The original callsign for the shortwave transmitter was W4XB. However, even though this call makes the station look like an amateur operation, this was not the case. Back in that era, callsigns with this type of configuration were looked upon as being experimental, and they could be either amateur or professional. The X after the number indicated experimental.

With armed conflict looming over the international scene in continental Europe, the federal licensing authorities required all shortwave broadcasting stations in the United States to discard their experimental callsigns and to register a regularized callsign, effective September 1, 1939. During the hasty events of this crisis period, WIOD shortwave was noted for a short period of time in Australia and New Zealand with the callsign WKBM. However, shortly afterwards, the shortwave unit operated by the "Wonderful Isle of Dreams" station W4XB, became WDJM.

In another directive a few months later, the licensing authorities required that all shortwave broadcasting stations in the United States should be operating at a power of 50 kW, or have submitted a CP, a Construction Permit, for 50 kW, effective April 1, 1940. At this stage, WIOD decided to drop out of the international shortwave scene and to concentrate on local coverage, AM and later FM.

The final broadcast from shortwave WDJM, the usual relay from mediumwave WIOD, took place some time during the month of September 1940 when the transmitter was quietly switched off for the last time. What was left of the two homebrew units, now combined into one 10 kW unit, was loaded onto a truck and taken up to Scituate Massachusetts, a few miles south of Boston. At station WRUL, the legendary Walter Lemmon re-activated the equipment a few weeks later and returned it to the air at its new location with 10 kW under a new callsign, WRUX.

During its somewhat spasmodic on-air operation over a period of eight years, station W4XB-WDJM in Miami, Florida was heard widely throughout North America, and also in Europe and the South Pacific. This pioneer shortwave station is long since gone, and only the very oldest amongst us can actually remember the events as they occurred. These days, just about all that is known about this station can be seen in a few old and yellowed QSL cards, and in old and crinkled radio magazines.

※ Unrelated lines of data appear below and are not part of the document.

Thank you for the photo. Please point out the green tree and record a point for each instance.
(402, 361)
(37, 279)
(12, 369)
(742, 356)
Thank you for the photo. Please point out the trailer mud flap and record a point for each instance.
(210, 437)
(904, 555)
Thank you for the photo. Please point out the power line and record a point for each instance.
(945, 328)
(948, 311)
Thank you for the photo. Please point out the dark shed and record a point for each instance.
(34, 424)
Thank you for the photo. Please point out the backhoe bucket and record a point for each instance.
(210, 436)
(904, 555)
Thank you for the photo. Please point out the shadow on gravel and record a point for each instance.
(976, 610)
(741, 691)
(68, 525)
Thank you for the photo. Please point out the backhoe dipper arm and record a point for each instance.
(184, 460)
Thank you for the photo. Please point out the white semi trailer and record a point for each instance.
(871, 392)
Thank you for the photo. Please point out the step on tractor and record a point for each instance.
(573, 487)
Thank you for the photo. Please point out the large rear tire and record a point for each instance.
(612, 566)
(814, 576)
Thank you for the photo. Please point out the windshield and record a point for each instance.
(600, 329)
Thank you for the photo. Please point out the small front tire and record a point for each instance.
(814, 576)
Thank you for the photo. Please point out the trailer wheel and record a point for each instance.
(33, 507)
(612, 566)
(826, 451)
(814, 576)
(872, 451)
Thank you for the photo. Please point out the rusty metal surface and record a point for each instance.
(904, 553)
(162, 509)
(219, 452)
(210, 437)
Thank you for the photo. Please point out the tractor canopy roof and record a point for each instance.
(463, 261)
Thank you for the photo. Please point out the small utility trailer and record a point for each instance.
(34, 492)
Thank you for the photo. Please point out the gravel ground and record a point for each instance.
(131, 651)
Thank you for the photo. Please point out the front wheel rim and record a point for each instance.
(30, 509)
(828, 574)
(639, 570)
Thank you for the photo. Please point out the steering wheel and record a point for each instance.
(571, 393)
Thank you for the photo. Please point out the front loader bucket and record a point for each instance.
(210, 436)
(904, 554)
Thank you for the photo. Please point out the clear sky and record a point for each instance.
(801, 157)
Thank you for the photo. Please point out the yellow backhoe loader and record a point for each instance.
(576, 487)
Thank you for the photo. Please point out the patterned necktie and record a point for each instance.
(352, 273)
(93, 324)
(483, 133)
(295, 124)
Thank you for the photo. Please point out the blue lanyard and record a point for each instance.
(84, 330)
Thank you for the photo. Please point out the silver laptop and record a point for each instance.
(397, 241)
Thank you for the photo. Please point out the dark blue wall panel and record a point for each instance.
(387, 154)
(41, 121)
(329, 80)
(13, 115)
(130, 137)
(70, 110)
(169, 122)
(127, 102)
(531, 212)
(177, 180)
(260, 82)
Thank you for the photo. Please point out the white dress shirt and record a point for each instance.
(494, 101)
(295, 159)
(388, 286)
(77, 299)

These days, it is possible sometimes to come across old QSL cards issued on behalf of shortwave W4XB-WDJM, and it would appear that just two different cards were issued; one for the experimental callsign W4XB, and another for the subsequent regularized callsign, WDJM. Interestingly, QSL cards were also issued in Boston for the same transmitter at its new location at Scituate in Massachusetts, under its new callsign WRUX.